Maj. Mohammad Mahbub, fire department operations director, said investigators suspect a short circuit caused the fire at the factory, which was making T-shirts and polo shirts.

But the Bangladesh Garment Manufacturers and Exporters Association urged investigators not to rule out sabotage.

“Local and international conspirators are trying to destroy our garment industry,” association President Shafiul Islam Mohiuddin said. He provided no details.

Mahbub said it was the lack of safety measures in the eight-story building that made the blaze so deadly.

“Had there been at least one emergency exit through outside the factory, the casualties would have been much lower,” he said.
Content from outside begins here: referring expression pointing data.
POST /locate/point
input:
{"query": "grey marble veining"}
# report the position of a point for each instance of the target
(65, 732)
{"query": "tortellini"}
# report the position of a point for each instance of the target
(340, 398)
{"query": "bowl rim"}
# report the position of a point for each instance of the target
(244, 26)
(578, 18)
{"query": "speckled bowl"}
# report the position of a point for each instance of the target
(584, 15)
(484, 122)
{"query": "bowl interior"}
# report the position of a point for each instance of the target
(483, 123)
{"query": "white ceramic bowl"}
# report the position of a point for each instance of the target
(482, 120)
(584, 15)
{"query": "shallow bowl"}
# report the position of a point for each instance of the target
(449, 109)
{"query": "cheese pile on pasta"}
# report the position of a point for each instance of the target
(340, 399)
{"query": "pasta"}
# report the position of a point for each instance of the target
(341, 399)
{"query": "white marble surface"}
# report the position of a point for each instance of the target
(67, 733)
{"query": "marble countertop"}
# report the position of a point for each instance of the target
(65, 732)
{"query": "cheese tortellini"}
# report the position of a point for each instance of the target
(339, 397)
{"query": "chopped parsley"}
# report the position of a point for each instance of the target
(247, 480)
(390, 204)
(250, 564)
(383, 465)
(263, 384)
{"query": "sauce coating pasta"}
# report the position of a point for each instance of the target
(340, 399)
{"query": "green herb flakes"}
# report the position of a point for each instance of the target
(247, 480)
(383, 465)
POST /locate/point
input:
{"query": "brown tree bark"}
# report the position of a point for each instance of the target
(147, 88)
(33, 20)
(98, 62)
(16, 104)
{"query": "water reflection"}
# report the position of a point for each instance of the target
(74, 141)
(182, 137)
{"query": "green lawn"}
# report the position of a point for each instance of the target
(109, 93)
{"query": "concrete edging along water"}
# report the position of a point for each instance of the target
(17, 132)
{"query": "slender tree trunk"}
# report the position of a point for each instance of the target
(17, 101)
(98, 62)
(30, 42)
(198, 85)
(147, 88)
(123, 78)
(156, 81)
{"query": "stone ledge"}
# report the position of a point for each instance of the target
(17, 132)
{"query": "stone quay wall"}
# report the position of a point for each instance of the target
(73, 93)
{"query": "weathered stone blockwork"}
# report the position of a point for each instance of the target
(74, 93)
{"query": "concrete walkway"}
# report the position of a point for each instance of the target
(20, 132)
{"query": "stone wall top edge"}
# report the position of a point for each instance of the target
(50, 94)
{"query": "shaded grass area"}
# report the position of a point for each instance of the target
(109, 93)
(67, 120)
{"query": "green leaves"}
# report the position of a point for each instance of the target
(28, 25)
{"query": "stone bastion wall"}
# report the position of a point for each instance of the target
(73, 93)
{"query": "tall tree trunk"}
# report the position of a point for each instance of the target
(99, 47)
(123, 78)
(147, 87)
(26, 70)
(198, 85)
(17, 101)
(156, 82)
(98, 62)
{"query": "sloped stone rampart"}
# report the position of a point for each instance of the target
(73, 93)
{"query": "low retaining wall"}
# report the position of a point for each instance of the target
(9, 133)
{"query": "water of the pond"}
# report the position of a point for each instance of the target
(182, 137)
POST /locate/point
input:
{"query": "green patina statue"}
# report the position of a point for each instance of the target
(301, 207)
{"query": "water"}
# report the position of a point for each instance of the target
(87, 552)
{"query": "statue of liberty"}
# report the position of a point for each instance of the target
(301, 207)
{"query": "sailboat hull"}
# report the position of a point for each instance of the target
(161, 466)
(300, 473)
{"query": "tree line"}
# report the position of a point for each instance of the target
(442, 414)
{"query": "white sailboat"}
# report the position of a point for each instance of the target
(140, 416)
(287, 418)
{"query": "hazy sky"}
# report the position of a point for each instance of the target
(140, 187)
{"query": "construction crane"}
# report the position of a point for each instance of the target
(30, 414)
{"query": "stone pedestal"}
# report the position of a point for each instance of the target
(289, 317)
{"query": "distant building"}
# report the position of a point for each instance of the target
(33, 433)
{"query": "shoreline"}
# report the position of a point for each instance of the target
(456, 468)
He said firefighters recovered at least 100 bodies from the factory, and 12 more people died at hospitals after jumping from the building. Local news media reported that about 100 injured people were being treated at hospitals.

The government was unable to identify many victims because they were burned beyond recognition; they were buried yesterday in a grave outside Dhaka. The government announced that today will be a day of national mourning, with the flag lowered to half-staff.

Survivor Mohammad Ripu said he tried to run out of the building when the fire alarm rang but was stopped.

“Managers told us, ‘Nothing happened. The fire alarm had just gone out of order. Go back to work,’” Ripu said. “But we quickly understood that there was a fire. As we again ran for the exit point we found it locked from outside, and it was too late.”

Ripu said he jumped from a second-floor window and suffered minor injuries. Another worker, Yeamin, who uses only one name, said fire extinguishers in the factory didn’t work, and “were meant just to impress the buyers or authority.”

TV footage showed a team of investigators finding some unused fire extinguishers inside the factory.

It was Bangladesh’s deadliest garment-factory blaze in recent memory, but there have been several major factory fires in recent years, including one that killed 63 people in 2006 in southern Chittagong town.

Labor leaders hope outrage over the latest disaster will prompt change. Tahmina Rahman, general secretary of the Bangladesh Garment Workers Federation, said the group wants the government to work harder to punish factories for safety lapses.

“The owners go unpunished and so they don’t care about installing enough security facilities,” she said. “The owners should be held responsible and sent to jail.”